- Theatrical movie poster
- Directed by: Gino M. Santos
- Produced by: Charo Santos-Concio; Malou N. Santos;
- Starring: Piolo Pascual; Dawn Zulueta; Coleen Garcia;
- Production company: ABS-CBN Film Productions, Inc.
- Distributed by: Star Cinema
- Release date: May 25, 2016;
- Running time: 128 minutes
- Country: Philippines
- Languages: Filipino; English;

= Love Me Tomorrow (film) =

Love Me Tomorrow is a 2016 Philippine romantic drama film starring Piolo Pascual, Dawn Zulueta and Coleen Garcia.

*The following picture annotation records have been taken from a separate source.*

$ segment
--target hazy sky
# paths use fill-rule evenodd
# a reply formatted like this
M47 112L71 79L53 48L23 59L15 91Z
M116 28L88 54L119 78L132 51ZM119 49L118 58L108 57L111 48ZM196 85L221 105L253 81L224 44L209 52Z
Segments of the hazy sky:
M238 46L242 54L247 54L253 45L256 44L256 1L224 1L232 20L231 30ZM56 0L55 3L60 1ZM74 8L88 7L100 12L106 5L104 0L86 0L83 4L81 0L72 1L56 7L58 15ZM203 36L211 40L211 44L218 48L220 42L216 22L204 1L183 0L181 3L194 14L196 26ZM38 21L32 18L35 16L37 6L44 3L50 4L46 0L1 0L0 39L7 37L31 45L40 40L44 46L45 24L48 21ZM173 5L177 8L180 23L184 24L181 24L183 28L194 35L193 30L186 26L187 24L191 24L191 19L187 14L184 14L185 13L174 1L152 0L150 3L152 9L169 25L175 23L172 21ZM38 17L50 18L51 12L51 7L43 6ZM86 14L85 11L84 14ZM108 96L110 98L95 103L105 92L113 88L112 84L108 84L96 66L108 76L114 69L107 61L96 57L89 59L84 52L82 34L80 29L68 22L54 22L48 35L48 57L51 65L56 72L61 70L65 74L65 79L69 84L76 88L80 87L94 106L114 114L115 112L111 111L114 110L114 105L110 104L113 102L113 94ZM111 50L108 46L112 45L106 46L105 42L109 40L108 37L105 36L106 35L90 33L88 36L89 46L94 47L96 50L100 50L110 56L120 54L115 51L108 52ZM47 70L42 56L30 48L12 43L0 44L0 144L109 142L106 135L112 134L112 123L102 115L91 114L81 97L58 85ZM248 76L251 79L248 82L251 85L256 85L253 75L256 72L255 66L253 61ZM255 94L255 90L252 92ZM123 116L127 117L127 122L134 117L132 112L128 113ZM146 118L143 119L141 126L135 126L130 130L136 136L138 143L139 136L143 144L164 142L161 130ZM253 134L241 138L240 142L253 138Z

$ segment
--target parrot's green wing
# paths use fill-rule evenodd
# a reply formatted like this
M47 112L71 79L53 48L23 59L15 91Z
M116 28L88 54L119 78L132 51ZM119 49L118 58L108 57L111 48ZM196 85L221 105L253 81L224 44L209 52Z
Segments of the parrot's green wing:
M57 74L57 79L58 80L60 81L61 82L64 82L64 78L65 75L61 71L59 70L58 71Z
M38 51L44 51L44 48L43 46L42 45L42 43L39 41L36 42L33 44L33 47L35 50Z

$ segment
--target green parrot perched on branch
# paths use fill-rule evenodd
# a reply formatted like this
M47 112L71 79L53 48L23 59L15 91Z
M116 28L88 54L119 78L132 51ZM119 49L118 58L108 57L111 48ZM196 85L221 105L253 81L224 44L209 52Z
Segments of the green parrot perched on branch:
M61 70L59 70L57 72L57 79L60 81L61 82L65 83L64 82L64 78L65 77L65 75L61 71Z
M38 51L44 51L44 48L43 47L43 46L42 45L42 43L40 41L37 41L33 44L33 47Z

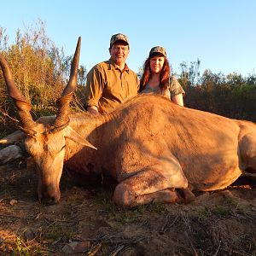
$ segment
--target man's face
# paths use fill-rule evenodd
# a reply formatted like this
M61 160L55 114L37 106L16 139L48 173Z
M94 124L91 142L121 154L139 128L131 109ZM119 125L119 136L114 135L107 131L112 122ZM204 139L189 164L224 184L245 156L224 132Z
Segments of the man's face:
M115 64L119 66L125 64L130 53L129 45L125 42L118 41L109 48L109 53Z

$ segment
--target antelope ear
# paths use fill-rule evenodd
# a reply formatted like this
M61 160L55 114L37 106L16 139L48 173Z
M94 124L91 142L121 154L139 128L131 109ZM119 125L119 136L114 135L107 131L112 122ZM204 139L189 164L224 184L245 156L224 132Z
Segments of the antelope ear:
M0 139L0 144L13 144L26 138L26 134L21 131L16 131Z
M78 144L81 144L81 145L90 147L94 149L97 149L97 148L94 147L85 138L82 137L79 133L77 133L75 131L73 131L70 127L68 127L67 129L65 137L69 138L70 140L75 142Z

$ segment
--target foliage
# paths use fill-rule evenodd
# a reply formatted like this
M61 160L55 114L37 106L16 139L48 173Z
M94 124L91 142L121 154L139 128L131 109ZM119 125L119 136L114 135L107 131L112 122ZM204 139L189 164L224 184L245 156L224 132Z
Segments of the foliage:
M55 112L55 102L61 96L69 77L73 56L65 56L46 35L45 26L38 20L37 28L26 28L24 34L16 32L15 43L8 44L6 31L0 27L0 50L12 70L15 84L32 103L36 116ZM79 67L79 84L84 84L86 69ZM42 112L42 113L41 113ZM0 73L0 119L15 119L15 109L7 96L5 82Z
M256 122L256 74L225 76L207 69L200 77L199 64L181 64L179 81L186 91L186 107Z

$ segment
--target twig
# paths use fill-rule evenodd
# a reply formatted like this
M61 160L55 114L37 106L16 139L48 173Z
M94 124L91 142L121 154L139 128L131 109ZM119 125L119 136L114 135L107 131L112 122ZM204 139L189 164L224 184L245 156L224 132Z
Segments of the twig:
M120 252L124 248L124 245L119 247L114 252L111 253L109 256L116 256L119 252Z
M195 256L198 256L198 253L196 253L196 251L195 251L195 247L194 247L194 245L193 245L193 242L192 242L191 239L189 238L189 234L188 234L186 231L185 231L185 235L186 235L186 236L187 236L187 238L188 238L188 240L189 240L189 243L190 243L190 246L191 246L191 247L192 247L192 249L193 249L193 251L194 251L194 253L195 253Z
M213 256L217 256L218 252L218 250L219 250L219 248L220 248L220 244L221 244L221 241L219 241L218 249L217 249L216 253L213 254Z

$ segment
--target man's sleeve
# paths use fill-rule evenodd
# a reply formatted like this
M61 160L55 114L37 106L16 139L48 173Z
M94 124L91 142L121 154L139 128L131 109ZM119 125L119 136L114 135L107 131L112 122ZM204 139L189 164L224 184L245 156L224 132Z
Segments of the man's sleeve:
M84 106L96 106L99 108L99 100L102 96L103 80L98 68L93 67L87 74L85 91L84 91Z

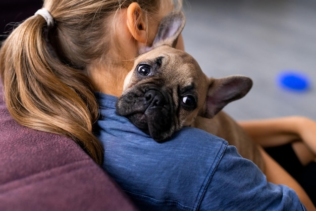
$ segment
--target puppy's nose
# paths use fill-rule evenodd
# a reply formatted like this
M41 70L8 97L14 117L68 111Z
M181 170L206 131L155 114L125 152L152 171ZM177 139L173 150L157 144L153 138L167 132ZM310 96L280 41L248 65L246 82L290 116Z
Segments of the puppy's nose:
M156 90L151 90L145 94L145 100L151 106L163 106L166 105L166 98Z

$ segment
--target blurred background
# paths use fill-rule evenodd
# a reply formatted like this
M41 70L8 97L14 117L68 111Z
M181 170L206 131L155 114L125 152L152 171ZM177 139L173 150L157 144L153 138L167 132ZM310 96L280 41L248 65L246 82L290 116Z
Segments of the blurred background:
M253 87L224 108L236 119L293 115L316 120L316 1L184 0L186 51L208 76L242 74ZM284 70L307 75L306 92L285 90Z
M1 34L41 5L41 0L2 0ZM186 50L204 72L253 80L249 93L225 111L238 120L292 115L316 120L316 1L184 0L184 8ZM310 89L281 88L278 76L290 70L307 74Z

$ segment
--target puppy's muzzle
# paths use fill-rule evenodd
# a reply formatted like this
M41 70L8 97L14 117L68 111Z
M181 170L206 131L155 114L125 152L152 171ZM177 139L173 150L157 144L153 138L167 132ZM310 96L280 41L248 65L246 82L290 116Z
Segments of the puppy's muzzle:
M128 118L157 142L173 132L174 111L171 98L159 88L135 87L119 98L117 112Z

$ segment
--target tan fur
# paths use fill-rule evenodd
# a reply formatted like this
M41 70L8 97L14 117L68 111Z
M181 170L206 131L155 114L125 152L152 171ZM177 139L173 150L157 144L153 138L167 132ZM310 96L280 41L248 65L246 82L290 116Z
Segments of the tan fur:
M161 66L155 69L152 67L152 75L140 77L137 71L138 65L149 64L154 67L154 61L157 58L163 58ZM179 111L175 117L174 125L173 124L172 127L168 129L170 131L168 134L169 137L184 126L191 125L203 130L223 138L229 144L235 146L243 157L253 161L264 171L264 161L256 144L235 121L223 111L215 116L208 116L212 118L205 117L207 116L205 114L207 96L215 94L222 86L223 81L225 79L223 78L208 78L196 61L186 53L168 46L160 46L136 59L133 70L125 79L124 91L118 101L117 109L120 113L120 110L125 112L127 108L131 109L133 106L128 105L129 103L124 100L125 96L131 93L137 93L140 88L147 84L157 85L161 92L168 93L171 96L174 103L173 108ZM197 106L194 110L188 111L179 105L179 90L193 84L194 92L198 99Z

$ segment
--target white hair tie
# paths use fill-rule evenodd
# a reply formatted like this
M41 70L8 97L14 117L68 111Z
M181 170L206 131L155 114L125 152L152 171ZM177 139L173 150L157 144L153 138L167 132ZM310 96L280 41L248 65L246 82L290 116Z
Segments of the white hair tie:
M39 15L42 16L47 23L47 25L48 26L53 26L54 25L54 20L50 15L50 13L45 8L40 9L37 10L36 12L34 14L34 15Z

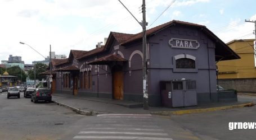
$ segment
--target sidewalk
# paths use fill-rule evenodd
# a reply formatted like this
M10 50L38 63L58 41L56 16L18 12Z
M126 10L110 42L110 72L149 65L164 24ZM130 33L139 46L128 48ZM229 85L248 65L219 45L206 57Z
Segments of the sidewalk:
M109 113L153 114L169 115L242 108L253 106L254 104L254 102L246 99L239 99L237 102L200 104L195 106L176 108L150 107L149 110L144 110L142 102L74 96L64 94L53 94L52 100L55 104L69 108L79 114L87 115Z

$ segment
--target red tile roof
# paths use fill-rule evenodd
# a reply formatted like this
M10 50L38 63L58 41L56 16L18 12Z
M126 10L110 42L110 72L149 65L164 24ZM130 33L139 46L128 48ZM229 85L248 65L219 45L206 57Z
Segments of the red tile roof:
M53 66L55 66L58 63L63 61L65 59L52 59L52 63Z
M128 39L134 36L134 34L124 34L116 32L111 32L119 44L124 43Z
M215 52L217 52L217 53L219 53L220 55L221 56L226 56L225 58L223 59L222 60L237 59L240 58L236 53L233 52L233 51L232 51L227 45L226 45L224 43L223 43L221 39L219 39L212 31L208 29L206 27L206 26L199 24L192 24L190 22L177 20L173 20L170 22L167 22L165 24L160 25L159 26L147 30L146 31L147 36L150 36L150 35L152 35L159 31L164 30L164 29L172 25L176 24L182 25L184 26L194 26L196 27L201 27L203 29L203 31L205 32L208 35L209 35L210 38L213 38L214 40L217 40L216 41L217 44L216 45L218 46L219 47L216 47L217 49L215 49ZM113 36L118 40L119 44L123 45L125 45L134 41L136 41L142 38L142 32L135 35L111 32L109 36L111 36L111 35L113 35ZM108 41L109 40L109 39L110 39L109 37L108 39ZM105 49L106 48L106 47L107 47L107 45L105 45L104 47L102 48L95 49L93 50L89 51L84 55L80 57L80 58L78 58L78 59L83 58L91 55L102 52L104 50L106 50ZM223 50L223 49L224 49L225 51L222 51L222 50ZM226 57L227 55L229 55L230 57ZM218 60L218 59L216 59L216 60Z
M42 72L39 73L38 74L41 74L41 75L50 75L51 73L50 71L47 71L44 72ZM52 74L56 74L56 72L52 72Z
M116 54L110 54L87 63L88 64L106 64L115 61L125 62L127 60Z
M68 66L64 68L59 68L57 69L54 70L54 71L57 72L57 71L66 71L66 72L70 72L70 71L79 71L79 69L75 67L75 66Z
M163 24L162 25L159 25L158 26L156 26L155 27L150 29L147 30L146 30L146 33L147 34L147 36L149 36L153 33L155 33L157 31L159 31L160 30L161 30L164 29L165 27L167 27L171 25L172 24L174 24L174 23L177 23L179 24L183 24L183 25L189 25L189 26L197 26L197 27L205 27L205 26L199 25L199 24L192 24L190 22L184 22L184 21L177 21L177 20L172 20L170 22ZM141 32L140 33L138 33L136 35L134 35L133 37L131 38L131 39L127 40L123 44L125 44L127 43L132 42L133 41L135 41L136 40L142 39L142 32Z
M104 50L104 49L105 49L105 47L95 48L95 49L94 49L93 50L88 51L86 54L85 54L83 56L78 58L78 59L80 59L85 58L86 57L89 56L91 55L101 52L102 52Z
M77 58L83 56L86 54L88 51L80 50L71 50L70 52L74 56L74 58L77 59Z
M59 66L59 65L61 65L61 64L63 64L64 63L66 63L68 62L68 58L62 59L62 61L61 61L59 63L56 64L55 66Z

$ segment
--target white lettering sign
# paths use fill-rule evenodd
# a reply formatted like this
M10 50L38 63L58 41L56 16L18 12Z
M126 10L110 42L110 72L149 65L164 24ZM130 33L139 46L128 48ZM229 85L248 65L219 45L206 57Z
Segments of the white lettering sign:
M172 38L169 40L169 45L172 48L197 49L200 44L196 40Z

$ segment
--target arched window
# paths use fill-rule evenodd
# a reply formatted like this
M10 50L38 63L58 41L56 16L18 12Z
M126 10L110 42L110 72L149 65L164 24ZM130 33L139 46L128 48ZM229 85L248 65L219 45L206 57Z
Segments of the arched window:
M195 68L195 61L193 59L182 58L176 60L176 68Z

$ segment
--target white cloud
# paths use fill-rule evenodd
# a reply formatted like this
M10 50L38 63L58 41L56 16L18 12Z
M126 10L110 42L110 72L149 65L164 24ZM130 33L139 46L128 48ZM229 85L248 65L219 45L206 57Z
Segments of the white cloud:
M256 17L256 15L250 18L253 17ZM214 33L222 41L227 43L235 39L254 39L254 30L253 23L246 22L239 18L235 20L231 19L228 26L220 28Z
M181 16L181 12L179 11L175 11L172 13L172 15L174 17L178 17Z
M207 24L209 24L209 23L210 23L210 21L209 20L208 20L208 21L199 22L197 22L197 24L199 24L199 25L206 26Z
M223 12L224 12L224 9L223 8L222 8L219 10L219 13L221 13L221 15L222 15L223 14Z
M192 6L197 3L209 2L210 0L189 0L181 1L174 3L175 6Z

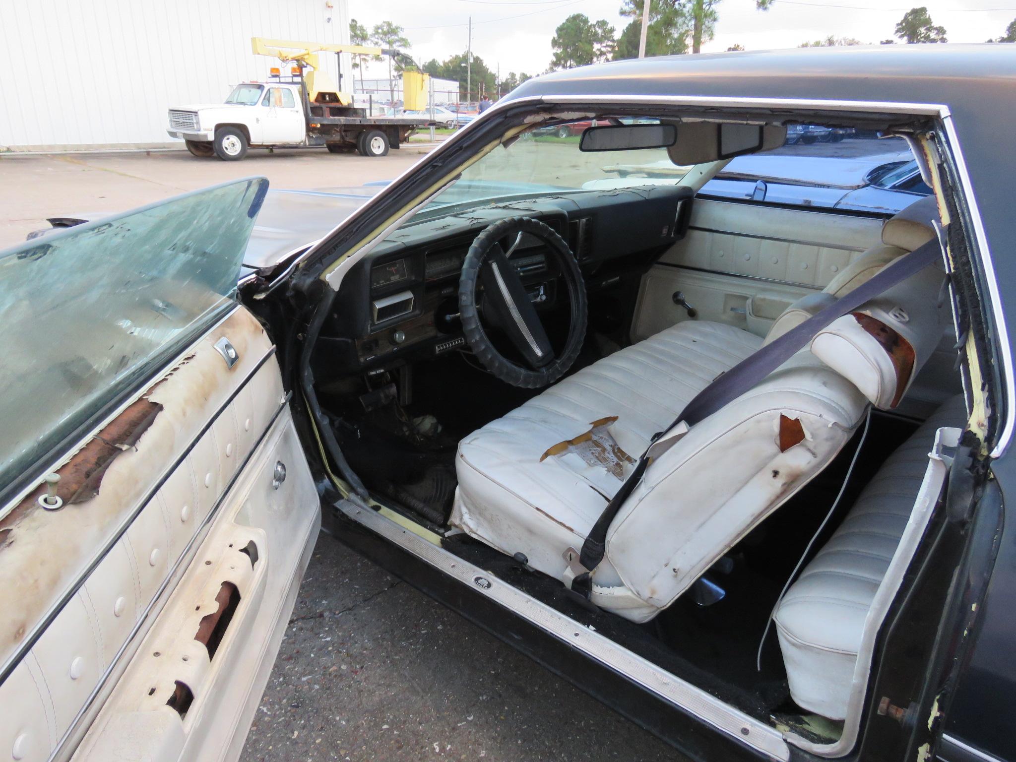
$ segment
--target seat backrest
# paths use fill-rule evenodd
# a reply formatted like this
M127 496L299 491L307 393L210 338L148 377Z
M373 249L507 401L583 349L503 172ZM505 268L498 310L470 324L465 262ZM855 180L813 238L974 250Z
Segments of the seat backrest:
M818 294L809 294L787 307L776 318L764 343L801 325L834 299L868 282L879 270L935 237L933 220L938 219L934 196L914 201L882 226L882 243L876 244L836 274Z
M670 606L829 464L869 402L895 406L941 335L943 279L926 267L833 321L652 461L607 535L621 581Z

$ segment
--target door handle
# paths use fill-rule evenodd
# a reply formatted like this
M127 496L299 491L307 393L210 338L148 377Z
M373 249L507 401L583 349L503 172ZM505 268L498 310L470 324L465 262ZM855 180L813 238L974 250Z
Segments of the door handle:
M688 313L688 317L693 318L698 315L698 310L688 304L688 300L685 299L685 295L680 291L674 292L674 294L671 295L671 299L674 300L674 304L685 308L685 311Z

It is directed by Gino M. Santos. It was released on May 25, 2016, and produced by Star Cinema.

== Cast ==
=== Main Cast ===
- Dawn Zulueta as Cristy Domingo-Gonzales
- Piolo Pascual as JC Santos
- Coleen Garcia as Janine Monteagudo

=== Supporting Cast ===
- Freddie Webb as Manuel Gonzales
- Carmi Martin as Angelina "Angie" Monteclaro
- Maxene Magalona as Jessica Gonzales
- Lui Villaruz as DJ Jorell
- RK Bagatsing as DJ Kiks
- Marco Gumabao as Carlos
- Ana Abad-Santos as Ditas
- Marnie Lapuz as Marichu
- Ruby Ruiz as Manang Elvie
- Francesca Floirendo as Chloe
- Barbie Imperial as Jerl
- Sam Thurman as DJ Nick
- Eva Ronda as Casey
- Mica Javier as Mara
- Ivan Carapiet as LA
- Loren Burgos as Veterinarian
- Mars Miranda as DJ 1
- Marc Marasigan as DJ 2
- Marc Naval as DJ 3

=== Special Participation ===
- Bea Alonzo as Patricia Morales (JC's new Girlfriend)
- Richard Gomez as Ethan Alvarez (Cristy's new acquaintance/airplane co-passenger)

==Music==
The theme song "Will You Still Love Me Tomorrow" was originally sung by The Shirelles in 1961. In 2016, Juris covered the song as the movie title song. An EDM remix was done covered by KZ Tandingan.